The third and perhaps the most complex problem is the problem of creation and distribution of money. This problem has been shown to be one of the most difficult tasks for both capitalist and socialist economies. Traditionally, capitalist economies have relied on the assumption that gold has a certain real and stable value so for a long time all the money in circulation had to have its equivalent in gold. The problem was that the capitalist production and value creation are much faster than the expansion in the amount of gold available so the prices of goods and wages declined constantly when countries held on to the gold standard. This process is known as deflation. On the other hand, when this system faced a crisis, countries would begin to print money that would have no equivalent in gold and the prices of goods and wages would rise, which is known as inflation. Therefore, the oscillations in the market were reflected in the oscillations in the value of money and vice versa. In socialism, the problem was similar because countries like Yugoslavia had a market economy but no gold standard which meant a constant tendency towards inflation. In the Soviet Union, the supply of money was also planned and the problem in the planning of production and distribution meant that the process of planning in the domain of money creation failed as well.

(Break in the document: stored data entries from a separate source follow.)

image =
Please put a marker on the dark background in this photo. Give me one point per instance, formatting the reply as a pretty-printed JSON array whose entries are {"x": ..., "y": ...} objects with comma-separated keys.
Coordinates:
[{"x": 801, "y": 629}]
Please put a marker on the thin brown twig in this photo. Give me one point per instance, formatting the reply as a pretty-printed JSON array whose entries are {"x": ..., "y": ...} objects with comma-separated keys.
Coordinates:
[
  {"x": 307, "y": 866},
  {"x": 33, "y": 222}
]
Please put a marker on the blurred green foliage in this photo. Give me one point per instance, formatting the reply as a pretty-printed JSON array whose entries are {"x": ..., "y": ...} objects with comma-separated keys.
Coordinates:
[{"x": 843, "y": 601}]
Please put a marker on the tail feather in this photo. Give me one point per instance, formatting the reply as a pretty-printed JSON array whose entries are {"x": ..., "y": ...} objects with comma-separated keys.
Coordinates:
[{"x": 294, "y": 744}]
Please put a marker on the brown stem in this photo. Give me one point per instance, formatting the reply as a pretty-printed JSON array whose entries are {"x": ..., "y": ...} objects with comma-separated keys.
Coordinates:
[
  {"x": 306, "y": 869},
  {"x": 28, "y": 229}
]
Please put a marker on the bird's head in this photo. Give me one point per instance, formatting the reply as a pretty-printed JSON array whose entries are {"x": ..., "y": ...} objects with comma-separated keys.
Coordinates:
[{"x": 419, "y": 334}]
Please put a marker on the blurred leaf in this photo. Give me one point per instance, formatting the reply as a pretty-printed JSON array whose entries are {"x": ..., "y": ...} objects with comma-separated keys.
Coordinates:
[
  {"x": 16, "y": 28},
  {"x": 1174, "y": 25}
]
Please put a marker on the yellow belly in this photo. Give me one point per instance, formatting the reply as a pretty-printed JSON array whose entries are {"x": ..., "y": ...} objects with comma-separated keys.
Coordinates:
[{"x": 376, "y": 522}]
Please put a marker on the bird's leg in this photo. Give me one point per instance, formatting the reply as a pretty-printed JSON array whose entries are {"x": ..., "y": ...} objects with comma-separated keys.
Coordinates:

Today’s capitalist superpowers have abandoned the gold standard a long time ago and now money is created as the central banks hand out loans to commercial banks each time a commercial bank finds an individual prepared to incur debt. Therefore, money is created through indebtedness. This system is efficient to the extent that it guarantees that individuals would be forced to give their best to repay the loans so a certain degree of stability in the value of money is assured. On the other hand, the money needed to repay the accumulated interest is never printed which automatically means that a large number of people cannot in principle pay back their loans. This of course leads to foreclosures and crises in the banking system. It is interesting to note that regardless of who carries the loan the money always has the same value so a loan of $10 000 creates the same amount of money regardless of whether it was taken by a doctor or a worker at McDonalds. This abandonment of the gold standard and the idea of money creation in response to people’s needs as well as “equality in debt” can find certain applications in the communist economy. It is necessary to replace debt as the guarantee for the value of money with the real basis of value which is human labor. Namely, Marx was a proponent of the labor theory of value according to which value is created through human labor. The fact that different kinds of labor are paid differently because of the market mechanisms of supply and demand, made the stability in the value of money under capitalism impossible. The lesson that we can draw from modern banks is that money can be created not on the basis of debt taken on by an individual but on the basis of labor that an individual has invested. In other words, in socialism, money supply would have to be enlarged each time wages are paid by the amount of new value that they have created through labor. That way, money supply would increase in proportion to the newly created value and the contradiction of capitalism tied to the instability of the money supply would be overcome. This kind of system could not lead to either deflation or inflation by definition as the value of money would always match the value of goods in the market.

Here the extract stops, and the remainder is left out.